Entries in azure (26)
Yesterday, I had the chance to meet Eric Rudder, Senior Vice President at Microsoft for nearly 1h30, along with three of my students who actively contributed to the Sqwarea project, an open source C# game designed for Windows Azure.
Eric proposed internships at MS Research after about 45min of discussion (really nice since CS students are expected to make a research internship in the US in their 2nd year at the ENS).
(From left to right: Joannes Vermorel, Ludovic Patey, Robin Morisset, Eric Rudder, Fabrice Ben Hamouda)
Special thanks to Thomas Serval and Pierre-Louis Xech who made this meeting possible in the first place.
Beyond running a small software company, I am also responsible for the Sofware Engineering and Distributed Computing course at the ENS Paris. For the fourth year in a row, Microsoft offered gracious support for this course (include some Windows Azure resources).

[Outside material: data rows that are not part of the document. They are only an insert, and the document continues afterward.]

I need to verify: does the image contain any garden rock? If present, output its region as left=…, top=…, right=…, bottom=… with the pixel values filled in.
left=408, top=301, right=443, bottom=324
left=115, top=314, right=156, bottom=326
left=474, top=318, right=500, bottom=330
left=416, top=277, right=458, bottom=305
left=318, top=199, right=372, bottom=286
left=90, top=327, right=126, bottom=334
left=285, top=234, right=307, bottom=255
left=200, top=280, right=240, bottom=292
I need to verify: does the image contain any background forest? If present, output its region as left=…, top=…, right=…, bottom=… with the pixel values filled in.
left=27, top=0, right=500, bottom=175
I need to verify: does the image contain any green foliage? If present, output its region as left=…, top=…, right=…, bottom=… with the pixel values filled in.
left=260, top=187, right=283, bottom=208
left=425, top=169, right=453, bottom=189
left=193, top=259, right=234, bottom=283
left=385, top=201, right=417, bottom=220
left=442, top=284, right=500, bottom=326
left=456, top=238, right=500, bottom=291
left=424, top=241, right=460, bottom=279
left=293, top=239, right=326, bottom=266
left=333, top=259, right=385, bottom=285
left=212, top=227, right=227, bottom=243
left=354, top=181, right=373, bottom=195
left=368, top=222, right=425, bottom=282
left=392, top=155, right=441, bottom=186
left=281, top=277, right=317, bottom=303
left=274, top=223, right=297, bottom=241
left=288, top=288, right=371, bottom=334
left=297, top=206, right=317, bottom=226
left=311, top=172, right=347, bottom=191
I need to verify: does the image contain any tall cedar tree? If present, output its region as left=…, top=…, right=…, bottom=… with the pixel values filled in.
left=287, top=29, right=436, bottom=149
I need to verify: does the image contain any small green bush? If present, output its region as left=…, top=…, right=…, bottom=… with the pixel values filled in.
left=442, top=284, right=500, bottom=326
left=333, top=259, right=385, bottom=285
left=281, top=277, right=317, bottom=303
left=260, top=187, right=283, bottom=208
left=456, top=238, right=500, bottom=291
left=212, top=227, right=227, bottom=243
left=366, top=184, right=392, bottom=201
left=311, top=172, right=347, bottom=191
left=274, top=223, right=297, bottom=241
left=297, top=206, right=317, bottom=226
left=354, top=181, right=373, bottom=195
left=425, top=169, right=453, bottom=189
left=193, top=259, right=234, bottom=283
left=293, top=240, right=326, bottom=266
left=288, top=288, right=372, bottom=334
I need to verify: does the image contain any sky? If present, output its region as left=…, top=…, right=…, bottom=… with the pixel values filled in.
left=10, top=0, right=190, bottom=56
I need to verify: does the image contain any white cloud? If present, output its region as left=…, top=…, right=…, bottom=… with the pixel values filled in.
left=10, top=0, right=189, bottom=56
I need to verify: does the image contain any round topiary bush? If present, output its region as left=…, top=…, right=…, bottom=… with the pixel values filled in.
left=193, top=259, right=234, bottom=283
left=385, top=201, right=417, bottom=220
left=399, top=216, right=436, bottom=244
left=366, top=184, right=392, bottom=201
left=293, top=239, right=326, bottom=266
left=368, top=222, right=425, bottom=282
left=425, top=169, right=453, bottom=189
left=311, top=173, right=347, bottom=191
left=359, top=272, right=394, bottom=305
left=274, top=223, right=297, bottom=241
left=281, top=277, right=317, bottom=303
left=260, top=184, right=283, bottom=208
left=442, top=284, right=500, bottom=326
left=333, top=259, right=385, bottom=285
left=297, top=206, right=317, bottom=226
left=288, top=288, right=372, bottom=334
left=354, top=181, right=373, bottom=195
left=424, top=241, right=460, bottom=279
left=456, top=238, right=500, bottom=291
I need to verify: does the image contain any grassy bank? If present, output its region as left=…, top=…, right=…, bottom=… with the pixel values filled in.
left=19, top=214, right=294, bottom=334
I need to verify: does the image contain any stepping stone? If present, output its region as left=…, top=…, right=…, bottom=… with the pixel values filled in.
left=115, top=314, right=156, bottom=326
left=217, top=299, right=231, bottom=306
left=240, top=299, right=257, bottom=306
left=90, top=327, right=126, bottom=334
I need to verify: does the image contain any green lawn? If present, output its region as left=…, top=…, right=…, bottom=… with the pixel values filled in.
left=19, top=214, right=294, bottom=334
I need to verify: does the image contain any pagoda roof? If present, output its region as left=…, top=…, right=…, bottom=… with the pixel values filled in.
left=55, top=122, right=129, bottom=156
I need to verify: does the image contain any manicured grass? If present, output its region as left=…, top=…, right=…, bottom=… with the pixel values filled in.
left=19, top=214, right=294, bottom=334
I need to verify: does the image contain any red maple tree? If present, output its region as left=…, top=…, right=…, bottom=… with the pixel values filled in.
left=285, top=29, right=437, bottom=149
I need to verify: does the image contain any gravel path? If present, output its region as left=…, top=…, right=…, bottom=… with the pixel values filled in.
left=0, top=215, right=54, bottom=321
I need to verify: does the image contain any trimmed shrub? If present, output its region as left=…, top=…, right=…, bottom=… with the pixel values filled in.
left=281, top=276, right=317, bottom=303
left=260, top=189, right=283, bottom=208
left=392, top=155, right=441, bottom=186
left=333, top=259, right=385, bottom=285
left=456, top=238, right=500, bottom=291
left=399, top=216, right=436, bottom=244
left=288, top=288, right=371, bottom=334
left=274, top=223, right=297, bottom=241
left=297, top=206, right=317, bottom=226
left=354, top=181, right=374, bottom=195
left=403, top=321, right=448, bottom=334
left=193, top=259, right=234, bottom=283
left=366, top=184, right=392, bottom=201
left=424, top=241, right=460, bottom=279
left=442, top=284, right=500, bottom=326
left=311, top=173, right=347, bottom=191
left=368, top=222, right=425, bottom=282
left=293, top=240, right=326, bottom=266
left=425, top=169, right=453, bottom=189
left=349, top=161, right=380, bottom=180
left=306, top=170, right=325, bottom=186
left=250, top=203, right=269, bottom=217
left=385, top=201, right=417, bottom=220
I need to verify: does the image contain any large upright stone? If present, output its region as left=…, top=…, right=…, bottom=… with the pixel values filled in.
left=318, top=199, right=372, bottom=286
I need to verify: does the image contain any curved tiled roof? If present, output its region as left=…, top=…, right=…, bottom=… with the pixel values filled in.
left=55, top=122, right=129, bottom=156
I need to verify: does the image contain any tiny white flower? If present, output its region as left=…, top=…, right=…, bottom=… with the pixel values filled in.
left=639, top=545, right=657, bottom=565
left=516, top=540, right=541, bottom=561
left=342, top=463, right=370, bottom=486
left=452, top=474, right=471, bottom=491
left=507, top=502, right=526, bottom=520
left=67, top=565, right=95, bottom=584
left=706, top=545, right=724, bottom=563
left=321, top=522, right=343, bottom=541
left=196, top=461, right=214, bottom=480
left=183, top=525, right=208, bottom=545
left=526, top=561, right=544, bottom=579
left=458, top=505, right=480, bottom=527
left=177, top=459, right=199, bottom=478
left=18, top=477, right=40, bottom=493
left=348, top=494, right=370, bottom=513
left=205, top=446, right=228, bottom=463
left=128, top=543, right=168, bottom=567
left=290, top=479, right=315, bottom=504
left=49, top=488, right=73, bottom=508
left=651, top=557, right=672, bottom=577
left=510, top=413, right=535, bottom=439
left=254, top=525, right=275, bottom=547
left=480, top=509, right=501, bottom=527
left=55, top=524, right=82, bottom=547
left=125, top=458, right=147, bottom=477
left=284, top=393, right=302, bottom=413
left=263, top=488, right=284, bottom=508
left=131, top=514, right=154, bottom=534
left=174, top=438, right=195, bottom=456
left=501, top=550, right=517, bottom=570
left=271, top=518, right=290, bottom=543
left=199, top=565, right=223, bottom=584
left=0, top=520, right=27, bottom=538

Every year, a small dozen of 1st year Computer Science students take over a sofware project. Last year, my students produced Clouster, a scalable clustering algorithm on top of Windows Azure. It was already significant achievement considering the beta status of Windows Azure at the time (student upgraded twice from a SKD version to another during the time of the course).
This year, my students went (*) for an online massively multiplayer strategy game named Sqwarea (heavy contraction of square+war+area).
You are a King battling over a gigantic map to conquer the world. Train soldiers, conquer new territories, and resist the assault of other kingdoms. The world is flat, see for yourself.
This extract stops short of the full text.